Berufsorientierung

Bottrops Schüler finden ihre Stärken fürs Berufsleben heraus

Schüler durchlaufen in der Aula Welheim in Bottrop den Erlebnisparcours , um mehr über ihre Stärken herauszufinden.

Schüler durchlaufen in der Aula Welheim in Bottrop den Erlebnisparcours , um mehr über ihre Stärken herauszufinden.

Foto: MATTHIAS GRABEN / FUNKE Foto Services

Bottrop.  Trotz Corona: Der Erlebnisparcours "Komm auf Tour" ist bis Donnerstag in der Aula Welheim aufgebaut. Das können Schüler alles testen.
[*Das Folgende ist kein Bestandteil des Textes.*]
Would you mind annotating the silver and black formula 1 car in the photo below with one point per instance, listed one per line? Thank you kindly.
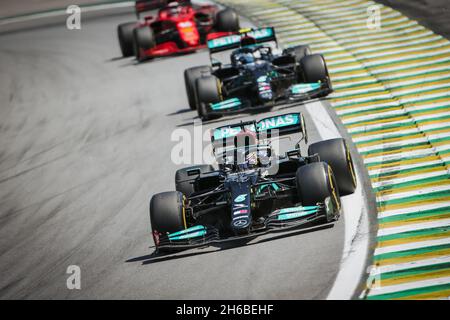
(254, 190)
(258, 75)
Der Erlebnisparcours „Komm auf Tour - meine Stärken, meine Zukunft" ist trotz der Corona-Krise gestartet. Er soll Schülerinnen und Schülern der siebten Jahrgangsstufe bei der Berufsorientierung und Lebensplanung helfen und ist bis zum kommenden Donnerstag, 19. September, zum ersten Mal in der Aula der Hauptschule Welheim aufgebaut. Das Projekt bildet den Startschuss für die Zeit der Studien- und Berufsorientierung, die ab Klasse 8 im Rahmen des Projektes „Kein Abschluss ohne Anschluss“ auf die Schüler zukommt.
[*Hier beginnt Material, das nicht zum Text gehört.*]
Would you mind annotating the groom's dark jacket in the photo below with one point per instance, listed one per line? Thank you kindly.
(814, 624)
Wegen der Vorsichtsmaßnahmen in der Corona-Krise können in diesem Jahr erheblich weniger Teilnehmer den Parcours absolvieren. Knapp 350 Schüler der Bottroper Schulen können dennoch darin ihre persönlichen Stärken herausfinden. An insgesamt vier Stationen können die Jugendlichen dabei „Stärke-Punkte“ sammeln. Gefragt sind zum Beispiel Hilfsbereitschaft und Ordnung, Zahlenaffinität, handwerkliches Geschick, Kreativität oder ein guter Gesprächspartner zu sein. Berufsberater, Mitarbeiter des Diakonischen Werks oder städtische Auszubildende helfen den Schülern weiter, wenn diese Fragen haben.
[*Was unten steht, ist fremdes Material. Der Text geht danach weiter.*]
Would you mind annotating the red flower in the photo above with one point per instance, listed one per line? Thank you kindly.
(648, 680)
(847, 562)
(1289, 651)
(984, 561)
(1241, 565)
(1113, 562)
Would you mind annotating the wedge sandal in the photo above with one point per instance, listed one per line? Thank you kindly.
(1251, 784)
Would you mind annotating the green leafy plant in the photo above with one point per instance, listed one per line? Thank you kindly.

Ein gutes Beispiel für Einstieg in Berufsberatung

Das Gemeinschaftsprojekt "Komm auf Tour" sei für Schülerinnen und Schüler ein gutes Beispiel für eine frühzeitige Berufsorientierung, erklärt Frank Thiemann, Vorsitzender der Geschäftsführung der Agentur für Arbeit Gelsenkirchen/Bottrop. "Es gibt viele tolle Berufsfelder und Wahlmöglichkeiten für Jugendliche. Wir können nicht früh genug damit beginnen, Jugendliche für ihre persönliche Zukunft zu interessieren. Deshalb unterstützen wir das Projekt sehr gerne “, betont er.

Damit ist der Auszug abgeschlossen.